President Joe Biden announced on Friday that, as far as he’s concerned, the Equal Rights Amendment is the “law of the land,” a somewhat symbolic move that is poised to allow more women across the country to sue their states for gender discrimination—including challenges to abortion bans.
The ERA, originally drafted over a century ago and passed by Congress in 1972, has faced a long and hard-fought journey toward ratification and implementation as the 28th Amendment to the Constitution. If formally recognized, the ERA would constitutionalize gender equality.
“The Equal Rights Amendment is the law of the land—now!” Biden said in a speech to the United States Conference of Mayors. “It’s the 28th amendment to the Constitution—now.”
While Biden’s declaration is expected to spur legal and political repercussions nationwide, the president’s announcement isn’t so simple.
Immediately following Biden’s announcement on Friday, the National Archives, which publishes constitutional amendments, stated it had no plans to formally add the ERA to the Constitution. When Congress passed the ERA over 50 years ago, the initial preamble required that 38 states move to ratify within seven years (that deadline was extended to 1982). By that year, the amendment was three states short of implementation.
View of Pro-Choice supporters, including several people with ‘Honored Guest’ sashes, as they take part in a March for Women’s Equality, Washington DC, April 9, 1989. Among the visible signs as ones supporting NARAL (National Association for the Repeal of Abortion Laws) and Physicians For Choice. (Photo by Barbara Alper/Getty Images)
Barbara Alper/Getty Images
Thanks to anti-abortion, anti-feminist activists like Phyllis Schlafly, the ERA was squashed. It wasn’t until 2020 that Virginia became the crucial 38th state to ratify the ERA. Yet, because the deadline had long passed and thanks to Donald Trump’s Justice Department saying at the time that ratification took too long, the ERA has remained outside of the founding text—even as about eight in ten US adults, including majorities of men and women and Republicans and Democrats alike, say they at least somewhat favor adding the ERA to the Constitution, according to Pew.
United States Archivist Colleen Shogan, a Biden appointee and the first woman archivist, has repeatedly stated that the ERA’s eligibility has expired and could not be added to the Constitution now unless Congress acts. Last month, Shogan and the deputy archivist released a statement saying they could not certify the ERA “due to established legal, judicial, and procedural decisions.” On Friday, the Archives reiterated its position. “The underlying legal and procedural issues have not changed,” they said in a statement. Biden is also not going to order the archivist to certify and publish the ERA, the White House told reporters.

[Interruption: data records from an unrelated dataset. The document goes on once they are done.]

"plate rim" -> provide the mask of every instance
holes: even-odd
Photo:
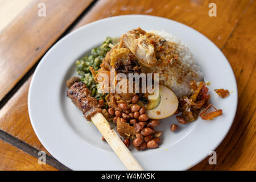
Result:
[[[100,23],[101,22],[103,22],[104,21],[106,20],[111,20],[111,19],[118,19],[118,18],[122,18],[123,17],[139,17],[139,18],[159,18],[159,19],[164,19],[166,20],[168,20],[168,21],[172,21],[172,22],[175,22],[175,23],[182,24],[184,26],[185,26],[187,28],[189,28],[189,29],[192,30],[193,31],[196,31],[197,33],[199,33],[201,36],[204,36],[204,38],[205,38],[209,42],[210,42],[212,43],[212,44],[213,44],[214,46],[215,46],[219,51],[221,53],[221,54],[224,56],[224,57],[226,59],[226,61],[228,63],[228,64],[229,65],[229,67],[230,67],[230,69],[232,70],[232,75],[235,81],[235,84],[236,84],[236,94],[237,94],[237,97],[236,97],[236,109],[235,109],[235,111],[234,111],[234,114],[233,114],[233,115],[232,116],[232,122],[230,123],[230,124],[229,126],[228,129],[225,131],[225,134],[223,135],[222,139],[220,140],[219,142],[218,142],[218,144],[214,146],[214,150],[215,150],[216,148],[217,148],[220,144],[223,142],[224,139],[226,138],[228,133],[229,132],[230,129],[232,127],[232,126],[233,125],[234,123],[234,118],[236,117],[236,113],[237,113],[237,106],[238,106],[238,89],[237,89],[237,83],[236,81],[236,76],[235,75],[234,73],[234,71],[229,63],[229,61],[228,61],[228,60],[227,59],[227,58],[226,57],[226,56],[225,56],[225,55],[224,54],[224,53],[222,52],[222,51],[213,42],[212,42],[208,38],[207,38],[206,36],[205,36],[204,35],[203,35],[203,34],[201,34],[200,32],[193,29],[193,28],[187,26],[186,24],[184,24],[182,23],[174,20],[172,19],[168,19],[166,18],[164,18],[164,17],[161,17],[161,16],[153,16],[153,15],[140,15],[140,14],[133,14],[133,15],[118,15],[118,16],[112,16],[112,17],[109,17],[109,18],[104,18],[104,19],[101,19],[99,20],[97,20],[96,21],[94,21],[92,22],[90,22],[89,23],[88,23],[85,25],[84,25],[76,30],[75,30],[74,31],[69,32],[69,34],[68,34],[67,35],[65,35],[64,36],[63,36],[61,39],[59,40],[57,42],[56,42],[54,45],[53,45],[48,51],[47,52],[44,54],[44,55],[43,56],[43,57],[42,58],[41,60],[40,61],[39,64],[38,65],[38,66],[36,67],[36,68],[33,74],[31,82],[30,84],[29,85],[29,89],[28,89],[28,114],[29,114],[29,117],[30,117],[30,122],[31,123],[31,125],[32,126],[33,130],[35,132],[35,133],[36,134],[36,135],[37,136],[37,138],[38,138],[38,139],[39,140],[39,141],[40,142],[40,143],[42,143],[42,144],[44,146],[44,147],[49,152],[49,151],[51,150],[49,150],[49,148],[48,148],[48,147],[45,145],[44,142],[43,142],[43,139],[42,138],[40,138],[40,137],[39,137],[38,136],[40,135],[39,135],[38,133],[38,131],[36,130],[35,125],[34,125],[34,122],[33,122],[33,120],[31,118],[31,105],[30,105],[30,103],[31,103],[31,89],[32,89],[32,85],[33,85],[33,83],[34,82],[34,80],[35,80],[35,77],[36,76],[36,73],[38,71],[38,70],[40,69],[40,65],[42,64],[43,64],[43,63],[44,62],[44,60],[45,60],[46,57],[47,57],[49,53],[50,53],[50,52],[51,52],[55,48],[55,47],[56,47],[57,46],[58,46],[58,45],[59,44],[60,44],[63,41],[64,41],[64,40],[65,39],[67,39],[67,38],[72,36],[73,34],[76,34],[77,32],[80,31],[82,29],[84,28],[86,28],[91,26],[93,26],[94,24],[96,23]],[[231,74],[231,73],[230,73]],[[51,154],[52,152],[50,152],[50,154]],[[192,164],[191,166],[188,166],[187,168],[185,168],[184,170],[187,170],[188,169],[189,169],[191,168],[192,168],[192,167],[195,166],[195,165],[196,165],[197,164],[199,163],[200,162],[201,162],[203,160],[204,160],[204,159],[205,159],[208,155],[205,155],[204,156],[202,156],[200,160],[197,161],[197,162],[195,163],[194,164]],[[59,160],[59,159],[57,159],[56,158],[55,158],[53,155],[53,156],[58,161],[59,161],[60,163],[61,163],[62,164],[63,164],[64,166],[68,167],[68,168],[69,168],[70,169],[72,169],[72,167],[71,167],[71,166],[69,166],[68,164],[64,164],[64,163],[63,163],[63,162],[60,162],[60,160]]]

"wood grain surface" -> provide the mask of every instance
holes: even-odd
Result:
[[[0,0],[0,32],[32,0]]]
[[[217,17],[208,14],[208,6],[212,1],[98,0],[71,30],[106,17],[143,14],[181,22],[207,36],[222,50],[233,69],[238,84],[238,106],[234,124],[216,149],[217,164],[209,164],[207,158],[191,170],[255,170],[255,1],[214,1]],[[38,59],[33,56],[32,59]],[[38,150],[44,150],[32,130],[28,115],[26,101],[30,80],[0,110],[0,129]]]
[[[38,159],[5,142],[0,139],[0,171],[56,171],[46,164],[39,164]]]
[[[34,1],[1,33],[0,100],[92,1]],[[46,5],[45,17],[38,16],[39,3]]]

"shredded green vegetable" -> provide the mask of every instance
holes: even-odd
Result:
[[[106,94],[103,94],[98,92],[98,84],[93,79],[90,67],[94,69],[95,73],[97,75],[97,71],[100,68],[100,65],[106,54],[111,49],[110,46],[115,45],[116,43],[116,40],[107,37],[100,47],[92,49],[90,55],[86,55],[81,60],[76,61],[77,71],[77,73],[81,76],[81,80],[92,92],[92,96],[97,100],[104,99]]]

Biden’s Friday announcement about the ERA comes as the president has filled his last moments in office with sweeping executive measures, including designating national monuments in California, removing Cuba from the list of state sponsors of terrorism, blocking a Japanese company’s takeover of United States Steel, extending protected status to nearly 1 million immigrants, and commuting the sentences of almost everyone on federal death row, as detailed by The Washington Post this week.
In Biden’s official statement on the ERA on Friday, he agreed with the assessment of The American Bar Association and “leading legal constitutional scholars” that “the Equal Rights Amendment has cleared all necessary hurdles” and has in fact “become part of our Constitution.”
Even without the archivist publishing the amendment, Biden’s declaration opens the door for women and pregnant people across the country to challenge gender-based discrimination in their states. As Senator Kirsten Gillibrand of New York pointed out in a New York Times opinion piece last month, and has frequently stated, “The amendment would make discrimination on the basis of sex — like restrictions on reproductive care that single out women — unconstitutional, including, in my view, abortion.” Gillibrand praised Biden’s Friday decision, telling Politico that “it’s the clearest pathway to challenge Dobbs’ holding that women in their reproductive years have no right to privacy, but arguably, men do.”
Around half of states have their own ERAs, and these amendments have already been used to challenge abortion restrictions. In September of last year, legal groups fought against Nevada’s ban on Medicaid coverage for abortion, saying that the sex-based discrimination violated the state constitution’s ERA, and won.
While some advocates for access to reproductive healthcare celebrated Biden’s announcement on Friday, others also critiqued the move as coming too late.
“Collectively, as a party, often we are too deferential to norms, and we take a little bit too long to hash out how we’re going to respond to crises like the voting rights crisis and the abortion rights crisis,” Mini Timmaraju, the head of Reproductive Freedom for All, said. “But,” she added, “I don’t lay that squarely at the feet of Joe Biden and his administration.”
“Clearly, the hope is that women will file ERA-based suits, leaving the courts to determine the amendment’s validity,” Jessica Valenti, author of Abortion: Our Bodies, Their Lies, and the Truths We Use to Win, wrote in her newsletter “Abortion, Every Day.”
“What’s more,” she continued, “Democrats want to put Republicans on the spot—forcing them to admit that they don’t want to give women constitutional equality.”